"Stimmungsschock" leitet keine Abwärtsspirale ein
Goldman-Sachs-Volkswirt: Keine Rezessionsgefahr in Euroland

Der Chefvolkswirt von Goldman-Sachs in Deutschland, Thomas Mayer, sieht für die Euro-Zone trotz der Anschläge vom 11. September keine Rezessionsgefahr. Befragt vom Magazin "Euro am Sonntag", ob er eine derartige Gefahr sehe, antwortete Mayer mit "Nein".

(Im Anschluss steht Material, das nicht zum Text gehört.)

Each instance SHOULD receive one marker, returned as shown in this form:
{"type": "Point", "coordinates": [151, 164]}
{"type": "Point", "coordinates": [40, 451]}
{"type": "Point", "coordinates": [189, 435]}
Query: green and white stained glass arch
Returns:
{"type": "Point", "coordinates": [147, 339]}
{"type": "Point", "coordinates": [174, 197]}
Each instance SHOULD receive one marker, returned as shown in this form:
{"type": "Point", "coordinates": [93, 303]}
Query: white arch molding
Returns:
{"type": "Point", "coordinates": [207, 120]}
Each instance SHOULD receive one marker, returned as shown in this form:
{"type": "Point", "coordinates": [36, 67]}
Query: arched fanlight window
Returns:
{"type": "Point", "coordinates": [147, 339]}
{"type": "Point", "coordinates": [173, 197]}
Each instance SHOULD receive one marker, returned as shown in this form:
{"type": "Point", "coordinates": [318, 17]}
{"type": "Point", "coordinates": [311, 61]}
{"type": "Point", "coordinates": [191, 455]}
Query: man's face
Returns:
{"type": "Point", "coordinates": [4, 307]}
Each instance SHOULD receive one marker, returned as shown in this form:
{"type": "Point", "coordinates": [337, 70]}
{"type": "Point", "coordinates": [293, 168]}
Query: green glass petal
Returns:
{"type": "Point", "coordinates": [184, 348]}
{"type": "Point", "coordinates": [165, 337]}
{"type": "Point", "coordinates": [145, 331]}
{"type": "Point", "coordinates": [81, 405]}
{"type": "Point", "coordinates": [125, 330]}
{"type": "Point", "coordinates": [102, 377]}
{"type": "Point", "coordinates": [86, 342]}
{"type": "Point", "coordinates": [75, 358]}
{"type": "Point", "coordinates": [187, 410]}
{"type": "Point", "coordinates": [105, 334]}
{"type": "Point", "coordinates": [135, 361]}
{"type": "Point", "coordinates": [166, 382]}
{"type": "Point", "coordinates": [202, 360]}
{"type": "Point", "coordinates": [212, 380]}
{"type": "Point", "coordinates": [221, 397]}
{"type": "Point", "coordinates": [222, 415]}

Reuters MÜNCHEN. Der durch die Anschläge bewirkte Stimmungsschock werde zwar die Erholung, die sich bereits vorher abgezeichnet habe, wahrscheinlich unterbrechen. "Er ist aber wohl nicht so stark, dass er allein eine Abwärtsspirale einleiten kann", fügte Mayer hinzu. Zudem sei das Vertrauen durch angemessene Reaktionen in der Sicherheits- und Militärpolitik sowie durch Zinssenkungen und den Verzicht auf riesige Ausgabenprogramme wiederhergestellt worden. Dies lasse sich auch an den Kurssteigerungen der Aktienmärkte sehen.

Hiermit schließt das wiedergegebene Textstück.